Geschäftserwartungen bei Industrie und Handel erstmals wieder besser als die aktuelle Lage
Kommentar zum Logistik-Indikator für das 2. Quartal 2024 von Prof. Dr.-Ing. Thomas Wimmer, Vorsitzender des Vorstands der BVL
Seit Anfang 2023 kannte der Logistik-Indikator nur eine Richtung. In jedem Quartal ging es weiter nach unten und sowohl die Geschäftslage als auch die Geschäftserwartungen im Wirtschaftsbereich Logistik verschlechterten sich fortlaufend. Die Zahlen für das zweite Quartal 2024 zeigen nun endlich wieder ein positiveres Bild: Zwar liegen alle Indikatoren immer noch klar unter 90 und damit im negativen Bereich, doch haben sich Lage, Geschäftsklima und die Erwartungen gleichermaßen und signifikant verbessert.
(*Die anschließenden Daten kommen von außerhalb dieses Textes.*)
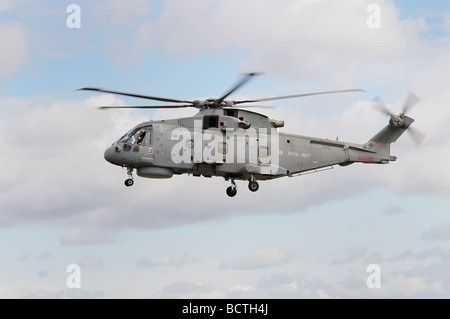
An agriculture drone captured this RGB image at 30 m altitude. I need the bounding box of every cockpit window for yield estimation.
[120,129,140,144]
[119,129,150,145]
Wie immer ist der Blick auf die Teilindikatoren für Industrie und Handel sowie Logistik-Dienstleister besonders spannend. Alle drei Einzelindikatoren für Lage, Klima und Erwartungen steigen sowohl auf der Anbieter- als auch auf der Nachfragerseite des Wirtschaftsbereichs. Während sie aber bei den Dienstleistern gleichmäßig steigen, überholen die Geschäftserwartungen bei Industrie und Handel die anderen Einzelindikatoren und sind erstmals seit Jahren besser als die aktuelle Geschäftslage. Dass die Erwartungen positiver eingeschätzt werden, untermauert die Trendwende. Sofern nicht – wie zu Beginn der Corona-Pandemie, als viele mit einer deutlich schnelleren Erholung rechneten – tatsächlich etwas anderes eintritt.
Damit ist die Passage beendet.